Oregon's senior senator, Democrat Ron Wyden, backs strong action — so fervently, that he testified at a U.S. International Trade Commission hearing in October. It's about jobs, he says, and about sustaining the R&D and innovation that come with a thriving manufacturing sector.

Democratic Rep. Suzanne Bonamici, whose district includes SolarWorld's plant, joined Wyden in testifying in support of SolarWorld.

But their fellow Oregon Democrat, Sen.
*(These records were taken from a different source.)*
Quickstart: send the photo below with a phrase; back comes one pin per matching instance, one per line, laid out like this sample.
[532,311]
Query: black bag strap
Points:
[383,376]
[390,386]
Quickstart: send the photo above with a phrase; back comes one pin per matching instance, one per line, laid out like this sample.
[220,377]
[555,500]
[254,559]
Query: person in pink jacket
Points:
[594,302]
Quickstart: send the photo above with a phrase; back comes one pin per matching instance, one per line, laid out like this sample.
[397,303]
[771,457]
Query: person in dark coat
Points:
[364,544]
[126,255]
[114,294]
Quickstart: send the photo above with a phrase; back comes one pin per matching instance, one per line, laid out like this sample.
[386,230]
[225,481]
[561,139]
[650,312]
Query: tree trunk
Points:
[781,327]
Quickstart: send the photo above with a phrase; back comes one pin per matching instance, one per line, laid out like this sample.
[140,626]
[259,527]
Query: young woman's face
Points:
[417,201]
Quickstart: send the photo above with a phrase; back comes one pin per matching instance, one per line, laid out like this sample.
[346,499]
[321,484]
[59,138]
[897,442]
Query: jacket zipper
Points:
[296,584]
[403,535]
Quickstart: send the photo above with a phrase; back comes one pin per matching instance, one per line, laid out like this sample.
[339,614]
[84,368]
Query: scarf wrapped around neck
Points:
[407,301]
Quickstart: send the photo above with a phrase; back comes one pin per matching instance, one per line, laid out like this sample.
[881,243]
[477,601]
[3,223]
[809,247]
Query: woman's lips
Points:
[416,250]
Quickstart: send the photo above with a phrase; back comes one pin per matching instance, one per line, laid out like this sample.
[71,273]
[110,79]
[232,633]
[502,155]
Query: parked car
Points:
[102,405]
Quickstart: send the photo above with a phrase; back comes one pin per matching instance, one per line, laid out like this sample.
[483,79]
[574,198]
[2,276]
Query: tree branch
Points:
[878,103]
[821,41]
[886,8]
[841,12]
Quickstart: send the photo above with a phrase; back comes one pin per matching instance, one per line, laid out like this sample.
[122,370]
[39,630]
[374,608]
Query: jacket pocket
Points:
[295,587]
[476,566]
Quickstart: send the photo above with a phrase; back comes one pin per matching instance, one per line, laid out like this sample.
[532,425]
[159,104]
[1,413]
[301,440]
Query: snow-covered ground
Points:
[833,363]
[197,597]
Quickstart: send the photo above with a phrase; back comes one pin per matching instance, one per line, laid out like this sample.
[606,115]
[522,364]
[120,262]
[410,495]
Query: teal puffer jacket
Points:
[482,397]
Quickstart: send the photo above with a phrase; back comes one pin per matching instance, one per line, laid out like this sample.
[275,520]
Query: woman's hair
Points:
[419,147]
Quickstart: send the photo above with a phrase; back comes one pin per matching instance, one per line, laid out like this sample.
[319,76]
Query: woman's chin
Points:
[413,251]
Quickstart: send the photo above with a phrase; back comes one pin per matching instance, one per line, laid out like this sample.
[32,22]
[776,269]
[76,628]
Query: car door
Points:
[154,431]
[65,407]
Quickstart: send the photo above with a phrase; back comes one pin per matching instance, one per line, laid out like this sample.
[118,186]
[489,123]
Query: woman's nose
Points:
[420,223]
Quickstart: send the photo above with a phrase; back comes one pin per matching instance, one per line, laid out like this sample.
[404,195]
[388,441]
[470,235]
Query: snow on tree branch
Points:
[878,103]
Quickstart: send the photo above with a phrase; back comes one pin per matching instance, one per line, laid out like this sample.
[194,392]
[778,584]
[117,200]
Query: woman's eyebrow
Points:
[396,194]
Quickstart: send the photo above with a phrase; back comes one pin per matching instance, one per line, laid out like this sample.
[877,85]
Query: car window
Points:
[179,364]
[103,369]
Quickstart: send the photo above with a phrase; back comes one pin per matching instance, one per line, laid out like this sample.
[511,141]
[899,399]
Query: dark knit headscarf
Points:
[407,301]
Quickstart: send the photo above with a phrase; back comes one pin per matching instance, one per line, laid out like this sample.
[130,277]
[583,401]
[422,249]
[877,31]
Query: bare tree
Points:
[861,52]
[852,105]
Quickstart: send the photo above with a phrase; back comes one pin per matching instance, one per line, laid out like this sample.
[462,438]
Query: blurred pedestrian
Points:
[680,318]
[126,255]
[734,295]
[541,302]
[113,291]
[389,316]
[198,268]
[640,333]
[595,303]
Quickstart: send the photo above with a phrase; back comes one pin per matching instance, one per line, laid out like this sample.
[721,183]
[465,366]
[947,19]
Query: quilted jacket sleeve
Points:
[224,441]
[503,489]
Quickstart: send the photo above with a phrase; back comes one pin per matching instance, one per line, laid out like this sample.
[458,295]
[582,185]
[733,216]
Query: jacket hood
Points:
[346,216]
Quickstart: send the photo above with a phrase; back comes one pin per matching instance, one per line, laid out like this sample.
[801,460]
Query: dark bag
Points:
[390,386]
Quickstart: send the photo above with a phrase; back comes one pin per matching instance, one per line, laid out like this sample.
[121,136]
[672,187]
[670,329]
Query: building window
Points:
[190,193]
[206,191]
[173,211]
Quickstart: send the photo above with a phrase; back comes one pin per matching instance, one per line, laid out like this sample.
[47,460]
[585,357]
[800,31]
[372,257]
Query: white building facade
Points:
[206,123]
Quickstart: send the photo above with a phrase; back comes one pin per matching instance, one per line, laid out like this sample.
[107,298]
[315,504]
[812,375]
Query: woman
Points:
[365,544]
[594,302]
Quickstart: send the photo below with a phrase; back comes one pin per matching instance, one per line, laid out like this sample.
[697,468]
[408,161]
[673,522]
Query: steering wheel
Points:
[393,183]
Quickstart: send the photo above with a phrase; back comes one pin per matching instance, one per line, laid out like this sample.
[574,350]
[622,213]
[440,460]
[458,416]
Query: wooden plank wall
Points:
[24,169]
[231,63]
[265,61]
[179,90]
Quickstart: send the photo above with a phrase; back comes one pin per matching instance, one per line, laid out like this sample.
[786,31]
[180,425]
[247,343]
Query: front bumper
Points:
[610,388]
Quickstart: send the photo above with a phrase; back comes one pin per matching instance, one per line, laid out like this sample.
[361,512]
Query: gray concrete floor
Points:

Jeff Merkley, believes subsidies, not tariffs, are the way to go.

"I would like to see us to take an approach that would assist the American companies so they could lower their prices and compete with industry at lower prices," Merkley recently told the news site Axios.

That puts Merkley in a camp that includes a growing number of Republicans who are asking the president to steer clear of tarrifs.

On Tuesday, the House Clean Energy & Innovation Working Group, a Republicans-only group, warned that tarrifs could cause "solar prices to spike significantly," with devastating impacts.

Then on Wednesday, a group of six Republican senators, in a letter to U.S. Trade Representative Robert Lighthizer, said tariffs "would cause irreparable damage to our domestic solar industry."

Lighthizer could be a key player in the administration's ultimate determination of a remedy.

While the U.S. International Trade Commission has issued its own recommendations, Lighthizer is working on putting together a brief of his own for the president — a "supplemental report to assist the President in determining the appropriate and feasible action to take that will facilitate efforts by the domestic industry to make a positive adjustment to import competition and provide greater economic and social benefits than costs," as he put it.

That effort has pushed back the due date two weeks for a decision by Trump, who has wide latitude to reject, accept or remake the recommendations he's given, to Jan. 26.